The New Marketplace of Ideas Remains Open for Business

by Sam Lea
Legal Satyricon Correspondent

Blogging, an often controversial area of the “marketplace of ideas,” has just won a victory over an overzealous attorney, who improperly sought to silence one of his clients critics.

In an Order handed down by the District of New Hampshire, Judge James R. Murihead levied sanctions against Clifford J. Shoemaker, Esq., for “an abuse of legal process, a waste of judicial resources and an unnecessary waste of time and expense to the purported deponent.”

The “purported deponent” is blogger Kathy Seidel of the weblog Neurodiversity.com, where she post articles by herself and others concerning the possible link between autism and exposure to mercury. After posting a particularly critical article of Mr. Shoemaker’s extensive litigation efforts in the area of Vaccine Injury Compensation Program claims, Ms. Seidel received a subpoena for Mr. Shoemaker’s most recent autism case involving Sykes v. Bayer Pharmaceuticals Corporation. The subpoena requested in the judge’s words “…every scrap of paper related to autism, her website, her tax returns, and her communications with the government.

Mr. Shoemaker defends by stating that Seidel is a co-conspirator with Bayer, “…or by some organization dedicated to harassing this Plaintiff and her witnesses.” The judge found this to be completely unsupported by any facts and recognized that Seidel was “openly and extensively exercising her First amendment right to speak on the issue.”

This is good news for bloggers in light of some of the recent litigation involving the blogosphere and free speech. Additional sanctions are may come from the Virginia State Bar, once they review the above Order from the court. Further and more extensive condemnation of the scare tactics used by Mr.

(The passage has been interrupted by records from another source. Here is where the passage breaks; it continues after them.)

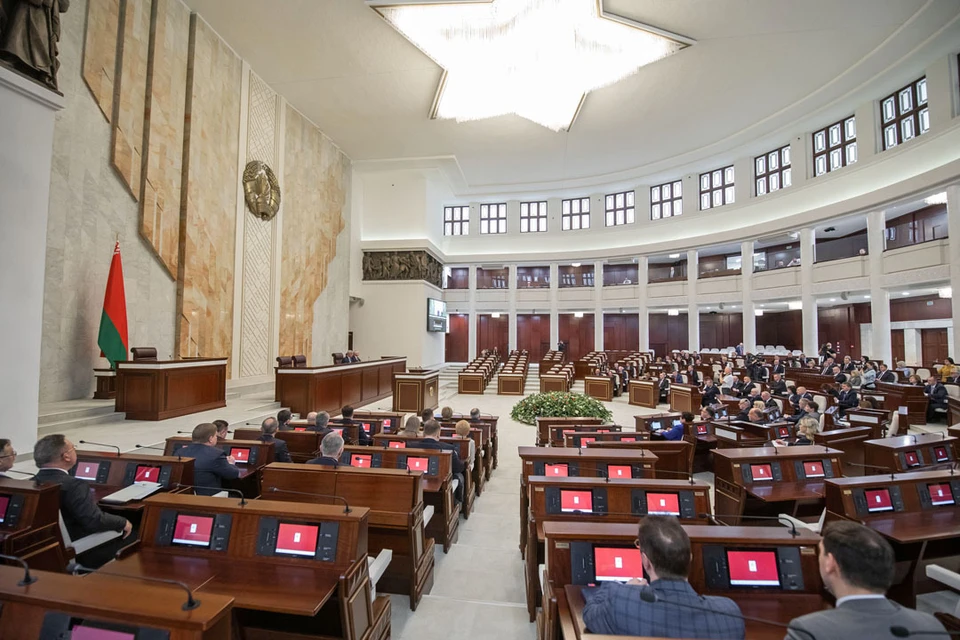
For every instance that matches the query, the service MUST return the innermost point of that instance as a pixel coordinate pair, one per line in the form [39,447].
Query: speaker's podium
[416,390]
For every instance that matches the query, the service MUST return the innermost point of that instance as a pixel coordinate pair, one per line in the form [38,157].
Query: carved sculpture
[402,265]
[29,33]
[261,190]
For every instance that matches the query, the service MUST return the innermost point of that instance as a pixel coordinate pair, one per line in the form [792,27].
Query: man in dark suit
[618,609]
[55,456]
[268,429]
[431,440]
[857,567]
[211,464]
[331,448]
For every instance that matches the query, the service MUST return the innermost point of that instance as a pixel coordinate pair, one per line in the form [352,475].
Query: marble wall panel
[100,52]
[314,182]
[205,307]
[163,130]
[131,93]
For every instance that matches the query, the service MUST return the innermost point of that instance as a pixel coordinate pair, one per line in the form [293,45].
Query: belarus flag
[113,321]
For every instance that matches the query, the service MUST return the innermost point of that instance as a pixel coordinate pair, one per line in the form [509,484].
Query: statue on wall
[29,33]
[402,265]
[261,190]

Shoemaker will hopefully have a lasting effect and serve to caution future attorneys who may decide to use the government, via the court system to curtail or chill free speech adverse to the positions held by themselves and/or their clients.

Perhaps Mr. Shoemaker should be ordered to maintain his own blog for a while so that he may truly get a sense of how well his own ideas can withstand the test of the Market.

Sam Lea is a 3L at Barry University School of Law

One Response to The New Marketplace of Ideas Remains Open for Business

  1. Liz Ditz says:

    I was one of the bloggers named in Shoemaker’s subpoena, which is my dog in the hunt.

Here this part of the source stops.